Bayerischer Rundfunk: Sehen Sie denn, wenn jetzt alles glatt geht in Lissabon, dann noch ernsthafte Gefahren aus künftigen Ratifizierungsvorgängen in einzelnen Ländern drohen?

Jean-Claude Juncker: Die sehe ich immer. Ich bin jemand der in Sachen Europa keine Illusionen zu verlieren hat, weil ich mir keine Illusionen mache. Es wird immer, auch in den nächsten Monaten, wenn die Ratifizierung ansteht, in einzelnen Staaten zu politischen Gesamtgemengelage kommen, wo man versucht die Regierung in Bedrängnis zu bringen, Regierung, die diesen Vertrag ratifizieren möchte, wo irgendetwas in der breitesten Öffentlichkeit passiert, was dann so thematisiert und parlamentarisiert wird, dass Unfälle passieren können. Ich wünsche mir das nicht, ich hoffe es nicht.
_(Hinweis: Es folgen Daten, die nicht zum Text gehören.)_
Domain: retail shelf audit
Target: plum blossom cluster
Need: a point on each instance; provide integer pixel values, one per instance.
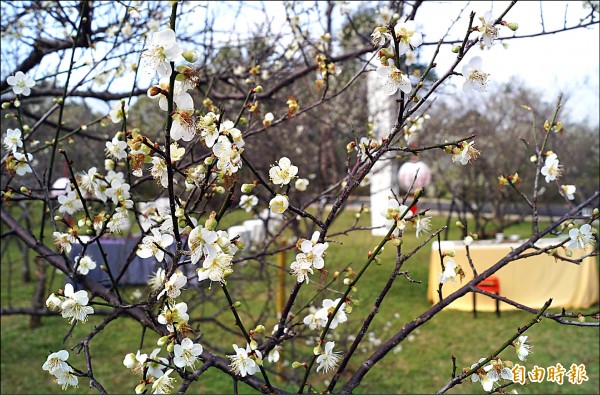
(389, 74)
(72, 305)
(245, 361)
(150, 369)
(310, 258)
(56, 364)
(492, 374)
(18, 161)
(463, 152)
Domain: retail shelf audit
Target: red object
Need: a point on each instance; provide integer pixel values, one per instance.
(490, 284)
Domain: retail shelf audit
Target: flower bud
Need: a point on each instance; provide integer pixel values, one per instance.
(154, 90)
(247, 188)
(253, 344)
(191, 56)
(317, 349)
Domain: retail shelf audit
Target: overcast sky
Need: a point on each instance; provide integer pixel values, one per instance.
(564, 62)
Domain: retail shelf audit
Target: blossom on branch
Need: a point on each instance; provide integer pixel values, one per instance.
(21, 83)
(162, 49)
(474, 77)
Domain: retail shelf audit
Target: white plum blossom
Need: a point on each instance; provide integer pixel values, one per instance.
(186, 353)
(474, 77)
(118, 191)
(489, 32)
(423, 225)
(173, 315)
(581, 237)
(392, 79)
(486, 375)
(159, 171)
(283, 172)
(21, 83)
(157, 281)
(162, 49)
(279, 204)
(247, 202)
(87, 180)
(551, 169)
(243, 362)
(273, 356)
(183, 127)
(408, 38)
(207, 125)
(69, 203)
(310, 257)
(227, 128)
(163, 384)
(380, 36)
(118, 112)
(328, 358)
(154, 367)
(450, 272)
(75, 305)
(151, 243)
(66, 378)
(301, 184)
(22, 166)
(12, 141)
(56, 362)
(228, 155)
(119, 221)
(173, 286)
(522, 348)
(465, 153)
(85, 264)
(569, 191)
(116, 148)
(216, 269)
(63, 241)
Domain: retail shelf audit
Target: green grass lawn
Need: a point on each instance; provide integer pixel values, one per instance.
(422, 364)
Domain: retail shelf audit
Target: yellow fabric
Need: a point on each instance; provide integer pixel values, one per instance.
(530, 281)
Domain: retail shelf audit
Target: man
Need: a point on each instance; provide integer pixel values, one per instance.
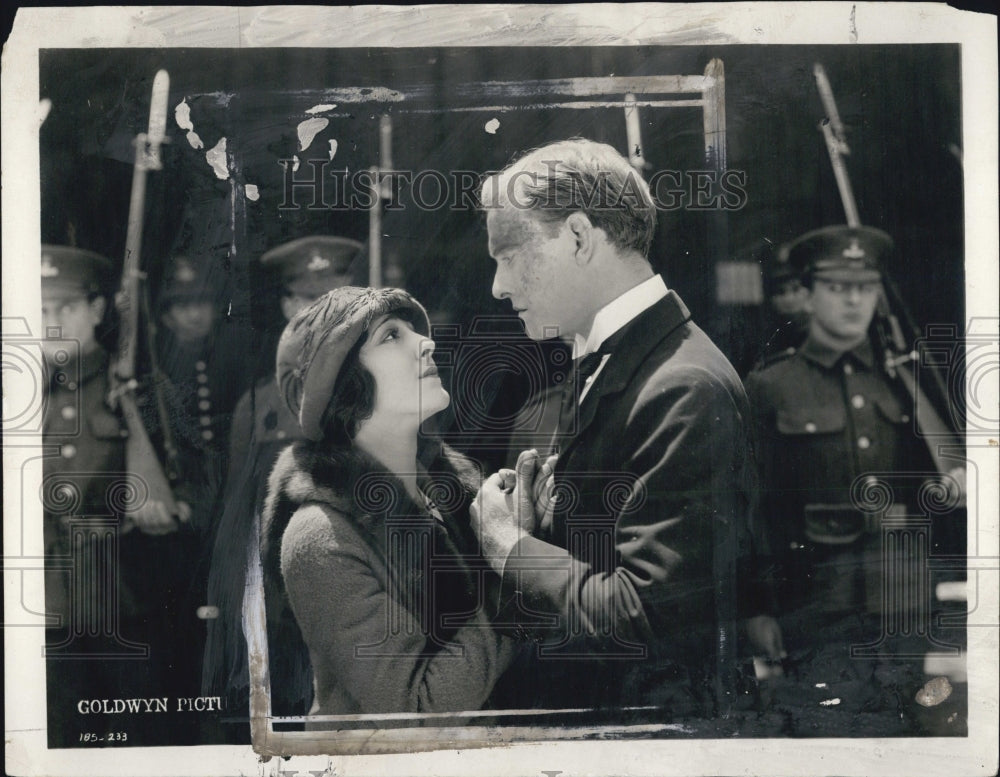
(630, 582)
(300, 271)
(829, 415)
(787, 320)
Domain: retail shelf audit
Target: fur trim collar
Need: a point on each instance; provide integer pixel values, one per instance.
(358, 485)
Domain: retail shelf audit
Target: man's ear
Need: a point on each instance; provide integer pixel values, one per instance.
(585, 234)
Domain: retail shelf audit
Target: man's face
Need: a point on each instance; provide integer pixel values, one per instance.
(76, 317)
(292, 302)
(535, 270)
(190, 320)
(843, 309)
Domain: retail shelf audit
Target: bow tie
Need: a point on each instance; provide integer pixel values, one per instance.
(583, 370)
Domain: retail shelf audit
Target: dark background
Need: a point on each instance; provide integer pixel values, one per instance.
(901, 105)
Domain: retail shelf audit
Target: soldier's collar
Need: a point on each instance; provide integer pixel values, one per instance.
(826, 356)
(84, 368)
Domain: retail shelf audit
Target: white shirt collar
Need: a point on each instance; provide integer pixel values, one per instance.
(619, 312)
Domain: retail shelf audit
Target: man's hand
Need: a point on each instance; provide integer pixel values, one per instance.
(543, 505)
(504, 509)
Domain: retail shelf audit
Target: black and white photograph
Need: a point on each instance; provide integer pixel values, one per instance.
(501, 389)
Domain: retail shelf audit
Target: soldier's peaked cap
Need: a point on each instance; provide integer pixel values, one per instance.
(68, 271)
(842, 252)
(313, 265)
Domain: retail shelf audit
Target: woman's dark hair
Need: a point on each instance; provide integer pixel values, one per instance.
(353, 398)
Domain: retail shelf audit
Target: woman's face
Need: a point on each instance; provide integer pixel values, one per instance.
(406, 380)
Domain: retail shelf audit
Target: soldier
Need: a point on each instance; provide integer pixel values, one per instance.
(828, 414)
(304, 269)
(195, 379)
(83, 518)
(788, 321)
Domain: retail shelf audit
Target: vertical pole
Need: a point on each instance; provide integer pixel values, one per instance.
(375, 233)
(726, 533)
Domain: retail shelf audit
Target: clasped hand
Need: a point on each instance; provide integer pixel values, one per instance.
(512, 504)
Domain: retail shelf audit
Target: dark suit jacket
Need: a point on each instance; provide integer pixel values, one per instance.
(632, 588)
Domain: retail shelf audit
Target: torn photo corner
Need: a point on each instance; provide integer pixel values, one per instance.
(193, 584)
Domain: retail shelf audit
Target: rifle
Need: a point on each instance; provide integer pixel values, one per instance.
(140, 455)
(899, 357)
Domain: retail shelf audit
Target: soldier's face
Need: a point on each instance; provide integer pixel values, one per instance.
(843, 310)
(407, 386)
(292, 303)
(190, 320)
(75, 318)
(536, 272)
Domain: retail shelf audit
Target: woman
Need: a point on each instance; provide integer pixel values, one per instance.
(365, 528)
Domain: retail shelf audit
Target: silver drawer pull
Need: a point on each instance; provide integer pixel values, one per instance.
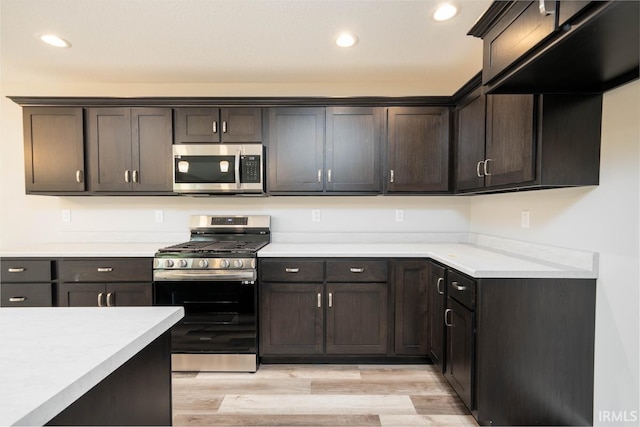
(459, 287)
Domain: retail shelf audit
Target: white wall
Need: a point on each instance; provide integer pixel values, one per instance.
(603, 219)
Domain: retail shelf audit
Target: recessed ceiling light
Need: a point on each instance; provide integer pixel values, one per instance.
(445, 11)
(53, 40)
(346, 40)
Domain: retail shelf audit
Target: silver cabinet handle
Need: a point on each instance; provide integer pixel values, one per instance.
(486, 163)
(458, 287)
(447, 311)
(543, 9)
(110, 299)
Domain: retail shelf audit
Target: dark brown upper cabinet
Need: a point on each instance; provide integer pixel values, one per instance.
(418, 150)
(129, 149)
(54, 149)
(300, 161)
(559, 46)
(218, 125)
(507, 142)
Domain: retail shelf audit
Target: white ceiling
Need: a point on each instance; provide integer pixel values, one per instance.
(240, 42)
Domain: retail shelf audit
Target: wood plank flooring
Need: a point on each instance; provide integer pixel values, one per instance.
(318, 395)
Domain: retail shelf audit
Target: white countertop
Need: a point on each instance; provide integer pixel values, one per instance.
(49, 357)
(470, 259)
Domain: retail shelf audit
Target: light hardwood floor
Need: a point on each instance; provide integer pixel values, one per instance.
(318, 395)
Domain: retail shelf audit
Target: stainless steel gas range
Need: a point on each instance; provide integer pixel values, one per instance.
(214, 277)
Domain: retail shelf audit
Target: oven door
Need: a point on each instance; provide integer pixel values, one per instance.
(220, 316)
(219, 168)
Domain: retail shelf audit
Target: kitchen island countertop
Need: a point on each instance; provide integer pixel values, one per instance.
(52, 356)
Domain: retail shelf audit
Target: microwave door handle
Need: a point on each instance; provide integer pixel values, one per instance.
(238, 183)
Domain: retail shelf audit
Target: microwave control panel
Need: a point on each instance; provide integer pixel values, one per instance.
(250, 169)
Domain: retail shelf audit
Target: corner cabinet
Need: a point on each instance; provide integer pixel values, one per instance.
(305, 312)
(513, 142)
(105, 282)
(301, 161)
(129, 149)
(54, 149)
(418, 150)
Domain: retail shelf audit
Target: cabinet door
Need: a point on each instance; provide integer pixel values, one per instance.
(353, 149)
(53, 149)
(470, 143)
(510, 143)
(418, 157)
(291, 318)
(197, 125)
(109, 149)
(356, 318)
(81, 294)
(460, 351)
(151, 136)
(437, 301)
(295, 149)
(241, 124)
(128, 294)
(411, 321)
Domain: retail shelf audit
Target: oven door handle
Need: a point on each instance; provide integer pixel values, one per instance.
(204, 275)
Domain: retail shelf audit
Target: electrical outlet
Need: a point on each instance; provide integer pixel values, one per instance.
(525, 219)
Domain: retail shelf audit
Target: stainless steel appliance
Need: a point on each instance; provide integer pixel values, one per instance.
(218, 168)
(214, 277)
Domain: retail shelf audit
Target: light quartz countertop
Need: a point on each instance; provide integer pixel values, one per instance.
(476, 261)
(50, 357)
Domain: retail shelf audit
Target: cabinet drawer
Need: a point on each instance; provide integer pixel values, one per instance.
(17, 270)
(462, 289)
(293, 270)
(26, 295)
(106, 270)
(356, 271)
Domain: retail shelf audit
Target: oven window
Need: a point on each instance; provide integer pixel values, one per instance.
(219, 317)
(205, 169)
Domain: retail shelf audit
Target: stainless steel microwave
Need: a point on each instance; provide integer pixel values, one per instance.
(218, 168)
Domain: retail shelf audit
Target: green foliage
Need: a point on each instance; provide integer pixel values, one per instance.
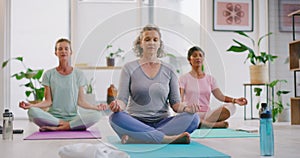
(276, 101)
(114, 54)
(33, 85)
(254, 58)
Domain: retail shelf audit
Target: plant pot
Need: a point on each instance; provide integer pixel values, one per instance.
(37, 101)
(110, 61)
(90, 98)
(284, 116)
(259, 74)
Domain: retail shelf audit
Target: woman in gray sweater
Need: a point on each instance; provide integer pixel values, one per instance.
(147, 88)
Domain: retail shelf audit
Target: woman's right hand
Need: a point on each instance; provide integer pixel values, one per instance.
(115, 106)
(24, 105)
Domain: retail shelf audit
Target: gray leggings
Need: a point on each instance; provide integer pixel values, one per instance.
(83, 120)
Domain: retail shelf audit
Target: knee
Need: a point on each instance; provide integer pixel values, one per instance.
(195, 120)
(116, 116)
(231, 108)
(33, 112)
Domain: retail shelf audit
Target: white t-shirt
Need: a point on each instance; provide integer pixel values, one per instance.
(64, 91)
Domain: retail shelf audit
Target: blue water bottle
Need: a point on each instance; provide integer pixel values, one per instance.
(266, 133)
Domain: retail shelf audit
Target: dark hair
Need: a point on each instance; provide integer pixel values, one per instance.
(62, 40)
(137, 48)
(192, 50)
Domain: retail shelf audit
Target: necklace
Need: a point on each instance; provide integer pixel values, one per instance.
(197, 75)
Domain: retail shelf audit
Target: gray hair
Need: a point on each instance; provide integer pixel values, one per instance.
(137, 48)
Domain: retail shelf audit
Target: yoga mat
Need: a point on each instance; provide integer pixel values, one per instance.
(191, 150)
(222, 133)
(64, 135)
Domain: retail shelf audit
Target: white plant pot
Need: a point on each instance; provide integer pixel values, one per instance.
(90, 98)
(284, 116)
(259, 74)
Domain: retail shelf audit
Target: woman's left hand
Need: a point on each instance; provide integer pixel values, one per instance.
(192, 108)
(241, 101)
(102, 107)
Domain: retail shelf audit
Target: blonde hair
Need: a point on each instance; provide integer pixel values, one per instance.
(137, 48)
(62, 40)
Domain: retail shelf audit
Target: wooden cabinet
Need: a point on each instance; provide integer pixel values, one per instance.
(294, 55)
(295, 111)
(294, 48)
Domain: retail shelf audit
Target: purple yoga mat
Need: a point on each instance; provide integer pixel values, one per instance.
(64, 135)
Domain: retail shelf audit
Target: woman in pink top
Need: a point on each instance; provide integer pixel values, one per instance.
(196, 87)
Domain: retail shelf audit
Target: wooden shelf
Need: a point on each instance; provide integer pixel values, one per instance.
(294, 48)
(99, 67)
Ich werde helfen alles zu tun, damit dem nicht so ist, weil hier geht es um Europa, nur um Europa und das betrifft uns alle, alle Länder, alle Staaten, alle Völker und dann sollte man sich nicht wegen der Verärgerung eines Momentes an Europa rächen. Das ist in Frankreich und in den Niederlanden zur Genüge getan worden, das hat gereicht.

Bayerischer Rundfunk: Das sagt Jean-Claude Juncker aus dem europäischen Kernland Luxemburg am Telefon der Radiowelt. Herr Ministerpräsident, ich danke Ihnen sehr für das Gespräch.

Jean-Claude Juncker: Ja, grüß Gott.

Bayerischer Rundfunk: Auf Wiederhören.